John D’Angelico (American, 1905–1964)
Mandolin, ca. 1925
Spruce, Brazilian rosewood, celluloid, tortoiseshell; 8 1/4 x 6 x 24 1/2 in. (21 x 15.2 x 62.2 cm)
The Metropolitan Museum of Art, New York, Purchase, The Jonathan & Faye Kellerman Foundation Gift, 2007 (2007.456)
Another of the Italian-born luthiers working in New York City around 1900 was Raphael Ciani, who had immigrated to the United States in 1903. He had a small workshop on Kenmare Street on the Lower East Side and is thought to have employed several workers, including the young John D’Angelico, a nephew, who may have begun learning the craft of lutherie as a young boy.

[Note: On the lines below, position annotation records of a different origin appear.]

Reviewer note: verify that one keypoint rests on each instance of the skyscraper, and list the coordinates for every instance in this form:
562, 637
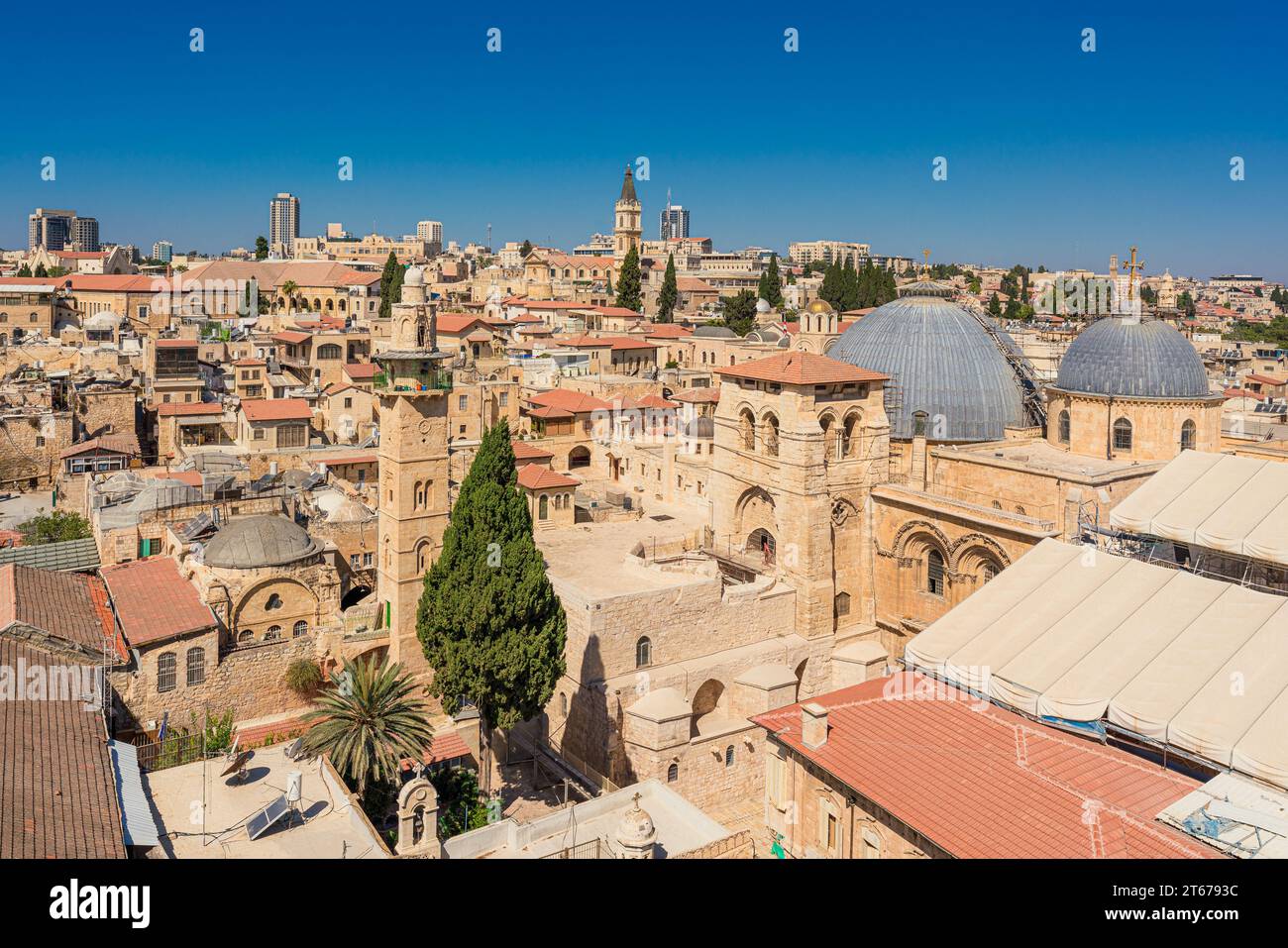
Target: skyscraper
283, 222
674, 220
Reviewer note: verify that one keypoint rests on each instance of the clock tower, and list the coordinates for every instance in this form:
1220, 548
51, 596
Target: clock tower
412, 385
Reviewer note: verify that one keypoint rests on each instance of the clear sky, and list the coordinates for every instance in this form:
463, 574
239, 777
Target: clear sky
1055, 156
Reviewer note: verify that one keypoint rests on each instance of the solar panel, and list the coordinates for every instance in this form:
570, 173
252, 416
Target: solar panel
262, 820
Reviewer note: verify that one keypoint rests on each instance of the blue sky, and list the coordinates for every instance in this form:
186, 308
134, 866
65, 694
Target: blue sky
1055, 156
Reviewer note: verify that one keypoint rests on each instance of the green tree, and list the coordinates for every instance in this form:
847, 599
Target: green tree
488, 618
370, 723
629, 281
54, 527
668, 296
389, 278
738, 312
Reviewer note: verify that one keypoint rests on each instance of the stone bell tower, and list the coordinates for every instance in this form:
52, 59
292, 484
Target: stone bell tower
626, 219
412, 385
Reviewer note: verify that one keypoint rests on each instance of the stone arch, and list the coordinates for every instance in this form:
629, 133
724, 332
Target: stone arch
297, 601
707, 700
974, 548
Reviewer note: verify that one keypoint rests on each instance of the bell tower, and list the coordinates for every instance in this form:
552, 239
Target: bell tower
412, 386
626, 219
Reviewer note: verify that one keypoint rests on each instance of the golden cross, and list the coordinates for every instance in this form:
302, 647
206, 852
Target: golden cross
1132, 268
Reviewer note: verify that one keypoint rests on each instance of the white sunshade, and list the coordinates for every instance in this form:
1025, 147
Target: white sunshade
1190, 661
1136, 514
1236, 505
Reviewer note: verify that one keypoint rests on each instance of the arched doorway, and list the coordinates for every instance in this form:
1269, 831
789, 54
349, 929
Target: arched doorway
761, 541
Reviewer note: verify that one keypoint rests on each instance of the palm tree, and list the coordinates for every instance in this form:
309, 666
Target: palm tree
370, 723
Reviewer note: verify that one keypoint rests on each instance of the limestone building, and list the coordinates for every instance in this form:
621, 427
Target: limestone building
413, 389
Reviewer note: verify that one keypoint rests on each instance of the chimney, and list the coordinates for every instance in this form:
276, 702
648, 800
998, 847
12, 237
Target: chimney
812, 725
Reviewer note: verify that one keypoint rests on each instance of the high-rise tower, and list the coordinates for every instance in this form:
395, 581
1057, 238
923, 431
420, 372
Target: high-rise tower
626, 219
413, 386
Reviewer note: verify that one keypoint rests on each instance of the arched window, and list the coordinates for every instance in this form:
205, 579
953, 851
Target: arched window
935, 572
1122, 434
196, 666
747, 427
165, 672
849, 437
771, 436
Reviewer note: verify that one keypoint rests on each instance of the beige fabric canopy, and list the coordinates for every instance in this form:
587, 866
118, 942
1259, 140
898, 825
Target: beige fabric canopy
1072, 633
1236, 505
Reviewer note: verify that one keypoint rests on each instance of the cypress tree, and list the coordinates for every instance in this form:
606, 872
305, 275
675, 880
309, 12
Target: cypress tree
488, 618
629, 281
669, 295
386, 283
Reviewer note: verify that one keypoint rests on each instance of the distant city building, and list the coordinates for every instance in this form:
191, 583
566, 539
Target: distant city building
59, 230
432, 233
674, 222
283, 220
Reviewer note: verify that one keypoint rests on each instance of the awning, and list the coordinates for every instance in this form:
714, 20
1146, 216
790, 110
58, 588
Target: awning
141, 828
1236, 505
1078, 634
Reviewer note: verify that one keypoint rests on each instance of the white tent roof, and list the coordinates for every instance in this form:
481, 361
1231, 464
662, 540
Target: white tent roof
1224, 502
1073, 633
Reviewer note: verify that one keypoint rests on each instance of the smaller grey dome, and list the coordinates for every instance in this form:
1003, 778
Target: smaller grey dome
252, 543
1132, 359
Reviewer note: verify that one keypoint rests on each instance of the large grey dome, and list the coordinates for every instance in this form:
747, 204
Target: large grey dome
250, 543
1133, 359
940, 361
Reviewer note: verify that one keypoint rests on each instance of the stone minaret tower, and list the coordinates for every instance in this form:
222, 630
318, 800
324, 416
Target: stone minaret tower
413, 386
626, 219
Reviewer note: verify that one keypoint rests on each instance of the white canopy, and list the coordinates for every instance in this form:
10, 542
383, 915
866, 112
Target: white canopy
1078, 634
1224, 502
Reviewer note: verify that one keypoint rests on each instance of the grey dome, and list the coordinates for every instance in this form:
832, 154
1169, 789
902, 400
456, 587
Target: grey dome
940, 361
1133, 359
259, 541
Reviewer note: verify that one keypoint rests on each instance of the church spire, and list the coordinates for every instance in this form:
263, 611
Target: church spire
629, 187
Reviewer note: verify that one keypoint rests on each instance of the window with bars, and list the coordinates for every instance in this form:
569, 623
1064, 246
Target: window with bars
196, 666
166, 672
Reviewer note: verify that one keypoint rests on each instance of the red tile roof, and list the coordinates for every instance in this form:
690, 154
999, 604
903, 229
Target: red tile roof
275, 410
68, 605
802, 369
523, 451
154, 601
537, 475
571, 401
983, 782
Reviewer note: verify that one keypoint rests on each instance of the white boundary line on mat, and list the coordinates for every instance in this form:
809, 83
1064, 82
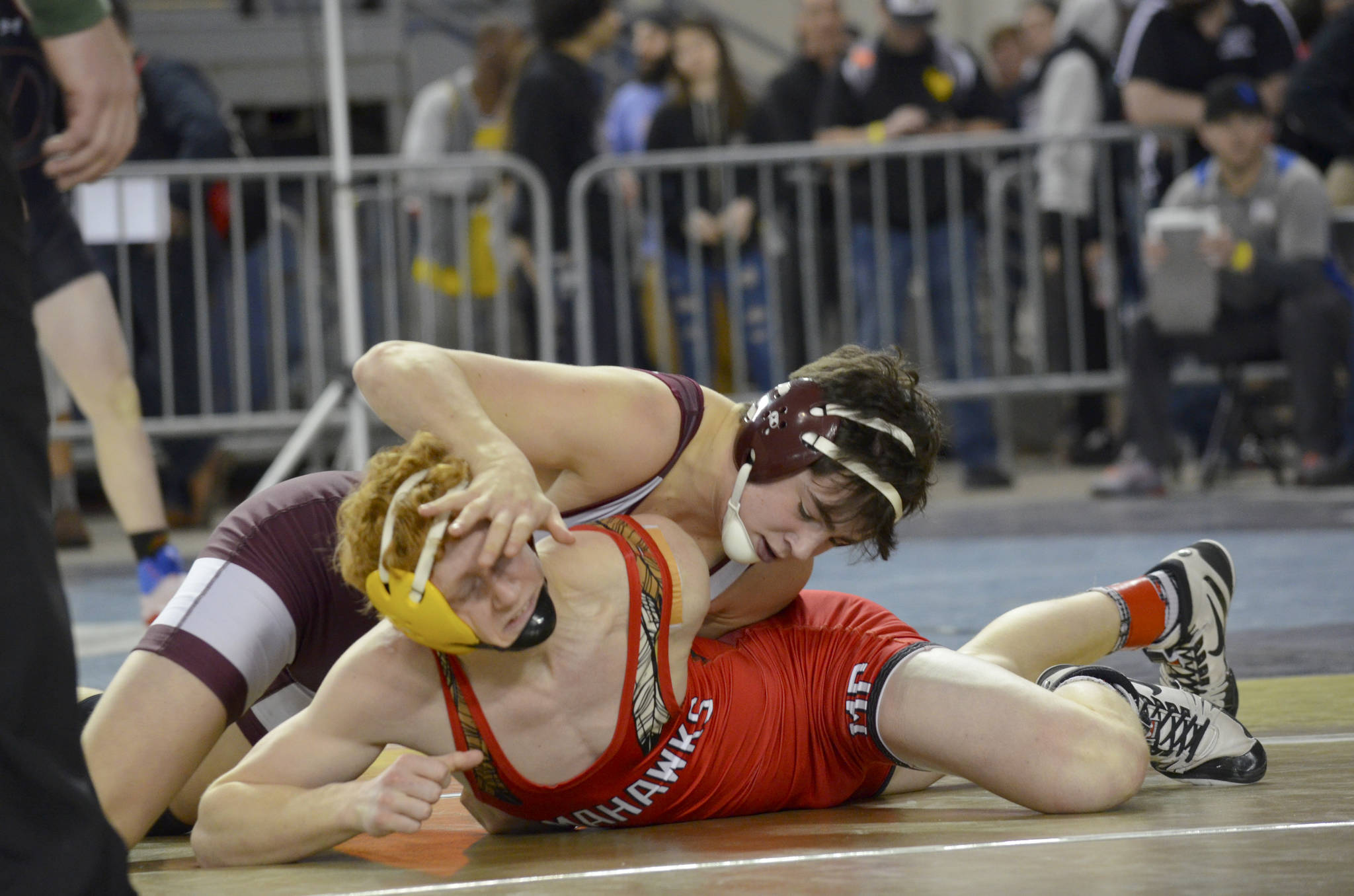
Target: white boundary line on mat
830, 857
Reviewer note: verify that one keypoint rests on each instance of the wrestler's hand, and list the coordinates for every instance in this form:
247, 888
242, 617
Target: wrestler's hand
401, 798
505, 493
99, 87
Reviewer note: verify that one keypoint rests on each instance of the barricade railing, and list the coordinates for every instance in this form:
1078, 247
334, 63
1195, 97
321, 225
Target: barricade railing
791, 184
941, 244
223, 276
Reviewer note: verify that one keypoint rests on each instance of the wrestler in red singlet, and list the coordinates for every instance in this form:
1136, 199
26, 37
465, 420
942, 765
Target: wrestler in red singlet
781, 718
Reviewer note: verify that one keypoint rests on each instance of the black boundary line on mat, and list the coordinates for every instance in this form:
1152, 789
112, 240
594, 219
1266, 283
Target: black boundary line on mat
828, 857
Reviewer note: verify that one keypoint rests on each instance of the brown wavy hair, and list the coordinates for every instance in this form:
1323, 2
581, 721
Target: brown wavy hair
363, 513
885, 385
731, 93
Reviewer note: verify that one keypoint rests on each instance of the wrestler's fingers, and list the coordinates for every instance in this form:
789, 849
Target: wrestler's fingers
470, 516
498, 531
450, 502
401, 805
427, 788
412, 770
459, 761
519, 535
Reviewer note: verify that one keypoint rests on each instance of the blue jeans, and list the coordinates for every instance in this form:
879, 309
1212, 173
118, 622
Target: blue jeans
687, 312
975, 443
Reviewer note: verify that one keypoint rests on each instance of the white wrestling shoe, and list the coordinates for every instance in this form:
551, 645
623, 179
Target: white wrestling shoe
1188, 738
1191, 654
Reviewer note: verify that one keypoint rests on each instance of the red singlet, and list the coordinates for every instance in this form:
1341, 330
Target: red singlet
779, 719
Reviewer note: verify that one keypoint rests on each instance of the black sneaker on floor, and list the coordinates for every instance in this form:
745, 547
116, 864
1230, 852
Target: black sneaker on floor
1192, 653
986, 477
1188, 738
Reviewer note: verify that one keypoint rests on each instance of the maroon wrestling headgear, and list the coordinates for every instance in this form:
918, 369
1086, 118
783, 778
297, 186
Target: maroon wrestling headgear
787, 431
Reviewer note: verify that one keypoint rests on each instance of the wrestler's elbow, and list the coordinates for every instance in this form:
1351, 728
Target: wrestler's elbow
390, 365
378, 361
233, 829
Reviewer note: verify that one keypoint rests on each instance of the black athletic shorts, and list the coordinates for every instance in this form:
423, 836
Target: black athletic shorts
56, 249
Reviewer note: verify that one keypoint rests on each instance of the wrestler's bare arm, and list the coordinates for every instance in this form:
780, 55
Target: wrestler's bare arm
297, 792
610, 426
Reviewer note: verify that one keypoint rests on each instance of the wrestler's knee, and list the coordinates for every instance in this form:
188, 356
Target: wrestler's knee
121, 401
1093, 770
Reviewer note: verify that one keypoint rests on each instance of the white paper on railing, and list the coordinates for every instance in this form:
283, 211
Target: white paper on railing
144, 207
1182, 293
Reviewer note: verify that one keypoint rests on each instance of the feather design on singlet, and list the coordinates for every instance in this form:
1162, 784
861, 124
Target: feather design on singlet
647, 704
485, 773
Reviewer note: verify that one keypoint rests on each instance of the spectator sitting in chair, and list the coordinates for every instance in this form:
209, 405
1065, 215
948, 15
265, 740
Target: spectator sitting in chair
1279, 291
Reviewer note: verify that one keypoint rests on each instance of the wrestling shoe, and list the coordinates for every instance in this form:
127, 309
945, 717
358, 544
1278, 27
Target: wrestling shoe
160, 577
1188, 738
1191, 653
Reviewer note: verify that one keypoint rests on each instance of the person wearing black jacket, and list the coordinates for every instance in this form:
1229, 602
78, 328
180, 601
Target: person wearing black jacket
906, 83
1071, 91
788, 107
1319, 111
53, 835
711, 108
554, 125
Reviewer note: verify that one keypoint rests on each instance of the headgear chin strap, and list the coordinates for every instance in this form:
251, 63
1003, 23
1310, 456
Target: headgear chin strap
418, 609
787, 431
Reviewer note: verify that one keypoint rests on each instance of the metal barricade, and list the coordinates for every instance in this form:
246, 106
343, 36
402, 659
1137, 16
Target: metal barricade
836, 233
232, 313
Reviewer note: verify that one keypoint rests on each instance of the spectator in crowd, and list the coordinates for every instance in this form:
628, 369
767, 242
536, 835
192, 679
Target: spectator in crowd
634, 103
1279, 293
54, 835
1319, 121
910, 81
1319, 113
1006, 64
711, 108
554, 125
795, 94
182, 118
788, 107
1173, 49
77, 324
626, 129
1037, 33
1071, 91
462, 113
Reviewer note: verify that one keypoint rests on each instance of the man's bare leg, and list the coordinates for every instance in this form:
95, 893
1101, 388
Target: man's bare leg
148, 738
1028, 639
79, 329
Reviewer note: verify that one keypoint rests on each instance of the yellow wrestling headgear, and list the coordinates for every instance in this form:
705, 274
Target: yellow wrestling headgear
409, 600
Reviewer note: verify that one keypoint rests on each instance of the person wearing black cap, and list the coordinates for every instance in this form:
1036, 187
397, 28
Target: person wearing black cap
1173, 49
1280, 294
906, 83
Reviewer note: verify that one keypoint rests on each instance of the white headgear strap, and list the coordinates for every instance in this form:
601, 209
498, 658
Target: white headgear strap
435, 535
830, 450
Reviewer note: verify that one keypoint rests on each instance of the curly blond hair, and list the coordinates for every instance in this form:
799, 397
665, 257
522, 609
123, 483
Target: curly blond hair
363, 513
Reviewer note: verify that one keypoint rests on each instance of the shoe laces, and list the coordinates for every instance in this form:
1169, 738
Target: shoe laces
1185, 666
1174, 730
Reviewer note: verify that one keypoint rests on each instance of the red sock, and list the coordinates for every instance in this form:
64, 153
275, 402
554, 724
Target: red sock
1142, 612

This rather plain bowlback mandolin is a typical example of the Neapolitan-style mandolin that was popular in the United States from the late nineteenth century into the 1920s. Its only decorative feature is the inlaid mother-of-pearl floral motif in the tortoiseshell pickguard. It is a rare example of a bowlback mandolin with a D’Angelico label and shows his early training in the craft from his uncle’s workshop.
Barry Mitterhoff plays “Speranze Perdute” on a ca. 1928 mandolin by John D’Angelico. Recorded August 12, 2010, at The Metropolitan Museum of Art.